# S&W 5906 - 9mm



## cupsz71 (Nov 19, 2007)

I just picked up my 1st S&W this wk. from a co-worker that I frequent the local gun range with. It's a 3rd gen 5906 stainless 9mm with less than 300 rnds thru it.

I'm a photographer by trade.....so I took a few "_gun porn_" pics of my new aquisition!!:smt033

Enjoy!


----------



## DevilsJohnson (Oct 21, 2007)

Neat pic..hows it shoot?


----------



## cupsz71 (Nov 19, 2007)

DevilsJohnson said:


> Neat pic..hows it shoot?


Thanks!

It actually shoots really........_.smooth_. I found it to have very little recoil and a good point of aim at a 6°Clock hold at 10-12 yrds.

This is my 1st target:










and the reason WHY I went ahead and bought it.:smt023 Although I can't explain just where the 15th round went??

The trigger is a BEAST at full DA, but the SA quite light. I plan to use a snap-cap and work the trigger and see if that helps.


----------



## DevilsJohnson (Oct 21, 2007)

I had the same weapon about a year ago. Smith really has stepped up their quality in their semi autos over the last 5-6 years. The only reason I got rid of the one I had was I was starting to get way too many 9mm I thought and went to unload a few. I kept a 226 Sig and a 1911 Springer as the only two 9mms in my collection. I don't regret keeping either but that 5906 was a good shooting 9mm. And the money bought me a nice 229 Sig in 40.:smt033

Those are pretty good pistols. They handle real well in a double tap/rapid fire situation. Smith is overlooked sometimes being they are pretty pricey an the auto history really doesn't reflect a reason for the cost (my opinion anyway) but the 2nd gen got better and the 3rd are really nice. I still think they are a little too expensive but I don't know many that regret getting one of the newer semi autos.
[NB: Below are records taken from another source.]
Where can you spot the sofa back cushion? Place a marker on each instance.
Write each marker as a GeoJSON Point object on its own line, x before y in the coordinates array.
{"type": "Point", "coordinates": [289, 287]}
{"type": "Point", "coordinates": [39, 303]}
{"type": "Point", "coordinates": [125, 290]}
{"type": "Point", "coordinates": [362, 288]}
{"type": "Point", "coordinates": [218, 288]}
That one looks to be in excellent shape. 300 rounds it's not even past new yet by any scale. The more you use it I'm sure you will get even better with it. Though your first target is a pretty darn good one from where I'm standing. Mine had great range. I used it at upwards of 50 yards and wouldn't have much trouble getting on target. The weight and balance is really nice on those. Looks like you found a keeper. I hope you get a long time of great shooting from her. :smt023


----------



## beretta-neo (Mar 11, 2009)

that is an extremely nice pistol


----------



## dondavis3 (Aug 2, 2009)

Congratulations - I have one of those too and it is a real good gun ... I think you're gonna like it.

Oh and good shooting 

:smt1099


----------